バルコニーってそもそもどんな設備?

注文住宅とセットで工事されることの多いバルコニーですが、正確にどのようなものか知っていますか。ベランダと同じように思っている人が多いかも知れませんが、厳密には大きな違いがあります。

バルコニーの一番の特徴は屋根がない外構のエリアだということです。ベランダと呼ぶ場合はどのような素材や広さでもあっても屋根で覆われていればバルコニーではありません。つまり、屋根があるいかないかでバルコニーかベランダかに分かれます。そして、注文住宅の2階以上であることが条件なので、1階で建物の周囲に張り出すように設置されたエリアの場合はバルコニーではなくテラスと呼んでいます。

なお、ややこしいのはマンションのベランダのような上の階が天井で下の階の部分が床の代わりになっているものです。これはルーフバルコニーといいます。マンションのように限られたスペースを有効活用する際によく用いられますが、注文住宅でもコンパクトかつ費用を安く抑えたい場合に使われる手法です。

注文住宅バルコニー工事の費用相場は?

バルコニーの面積や使用する資材によって費用はさまざまです。ただ、バルコニーはしっかりした防水工事をするので、その分の費用は必要なものの、屋根や壁がないため注文住宅で一部屋追加するより安い工事費用となります。

費用相場を見ると、豪華な設備にこだわらなければ50万円から100万円ぐらいの工事費用で設置できます。

なお、バルコニーの防水工事効果は新設時からおよそ10年といわれています。費用は1回あたり10万円ほどを見込んでおけば大丈夫です。注文住宅のメンテナンスのタイミングと合わせてバルコニーをケアする費用も用意しておきましょう。

バルコニーのメリット

バルコニーを注文住宅の建設と合わせて設置したいとあこがれる人は、どのような利用法をイメージしているのでしょうか。

日光の差しやすい場所にバルコニーを設置すれば、テーブルとイスのセットやベンチでのんびりと過ごしたり、庭にすぐ出やすいため、芝生で子どもや孫と遊ぶことや家庭菜園でちょっと休憩したいときに役立ちます。生活に必ずしも必要な外構設備とはいえませんが、ライフスタイルがより充実することは確かです。生活に密着した使い道としては、洗濯物や布団を干すのに使われます。最近流行のBBQをするためにバルコニー工事をする人も増えています。このように生活の質を高めるためのさまざま使い方ができるのがバルコニーの魅力です。

バルコニーのデメリット

日本の注文住宅の場合、バルコニーの奥行が狭くなることが多くなります。外構エリアのスペースに余裕のある住宅でないと、メリットで挙げたような使い方ができなくなります。土地面積が狭く敷地いっぱいに建物を建設したときはもちろん、木造住宅の場合はバルコニーの奥行が70センチから90センチ程度となることが多く、人が一人歩くのにやっとというスペースになりがちです。

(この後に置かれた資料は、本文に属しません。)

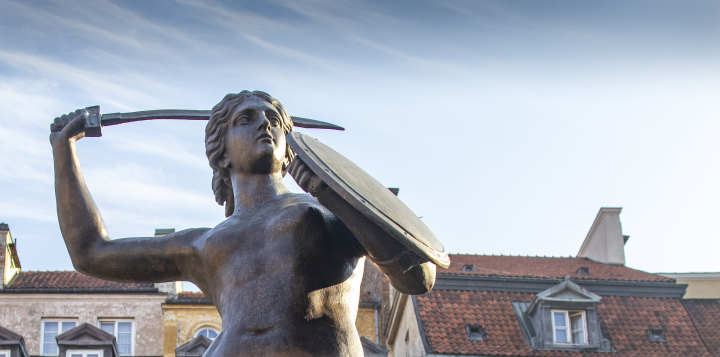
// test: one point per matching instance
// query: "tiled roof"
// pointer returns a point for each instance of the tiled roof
(626, 320)
(544, 267)
(67, 280)
(189, 295)
(705, 313)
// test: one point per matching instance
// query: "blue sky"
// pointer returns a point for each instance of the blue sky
(506, 124)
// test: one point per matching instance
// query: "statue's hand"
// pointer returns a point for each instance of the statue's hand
(306, 178)
(68, 127)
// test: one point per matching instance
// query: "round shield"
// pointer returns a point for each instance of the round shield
(369, 197)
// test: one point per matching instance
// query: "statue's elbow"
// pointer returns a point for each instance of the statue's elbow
(418, 280)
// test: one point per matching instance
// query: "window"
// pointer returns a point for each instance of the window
(123, 332)
(475, 332)
(50, 330)
(569, 327)
(84, 353)
(207, 332)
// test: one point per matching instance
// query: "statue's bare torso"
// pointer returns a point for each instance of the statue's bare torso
(283, 270)
(281, 276)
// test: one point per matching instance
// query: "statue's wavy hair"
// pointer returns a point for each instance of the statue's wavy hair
(215, 133)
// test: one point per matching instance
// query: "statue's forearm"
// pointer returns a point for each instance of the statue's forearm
(81, 225)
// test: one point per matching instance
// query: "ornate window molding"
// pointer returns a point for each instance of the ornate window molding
(563, 317)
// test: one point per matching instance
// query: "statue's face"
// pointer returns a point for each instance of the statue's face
(255, 141)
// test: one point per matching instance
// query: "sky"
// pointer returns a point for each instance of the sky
(505, 124)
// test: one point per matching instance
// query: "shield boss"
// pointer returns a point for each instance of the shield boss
(369, 197)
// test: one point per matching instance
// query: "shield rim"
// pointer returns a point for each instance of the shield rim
(359, 202)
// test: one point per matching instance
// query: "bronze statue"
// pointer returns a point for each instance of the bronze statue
(283, 269)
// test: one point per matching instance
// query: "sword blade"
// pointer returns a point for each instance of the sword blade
(182, 114)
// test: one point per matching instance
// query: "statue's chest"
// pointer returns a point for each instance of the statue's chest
(266, 241)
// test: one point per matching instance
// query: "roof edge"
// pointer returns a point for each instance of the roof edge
(536, 285)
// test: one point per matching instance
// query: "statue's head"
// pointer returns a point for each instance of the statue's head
(216, 145)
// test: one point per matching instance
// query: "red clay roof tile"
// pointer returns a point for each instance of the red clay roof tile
(705, 314)
(544, 267)
(626, 320)
(66, 279)
(189, 295)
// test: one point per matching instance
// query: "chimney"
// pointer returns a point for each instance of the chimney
(9, 260)
(605, 242)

さらに、注文住宅本体に付属してバルコニーを工事すると、防水性が低くなります。バルコニーそのものの防水工事はもちろん、住宅部分とバルコニー部分の隙間から雨漏りしないようにしっかりとした防水工事が必要です。外壁部分とも接するので、住宅の本来持つ耐久性も低くなると考えておかなければなりません。

バルコニー工事を検討するなら、本当にバルコニーの持つメリットを生かせることができるかイメージしながら計画するようにしましょう。

注文住宅ならバルコニー工事で水栓も取り付けよう

洗濯機を置いたり、BBQやパーティー、ガーデニングに使う場合は、バルコニーに水道を引くことがよくあります。水道の水栓がそばにあるのとないのとでは、使う上で利便性に大きな差が生まれるので、気をつけたいポイントです。バルコニー工事をしてから「やっぱり水栓設備も付ければよかった」という声が少なくないので、費用面で問題がなければぜひ工事に含めておくことをおすすめします。

総評・バルコニー工事の費用相場について

屋根や壁がないぶん安い工事費用で設置できます

バルコニーは屋根も壁もないため注文住宅のレイアウト変更よりはずっとお安く工事ができます。費用の相場も50万円から100万円程度になることが多く、よほどハイグレードな建材や広い敷地でないかぎり、気軽に付け加えることができます。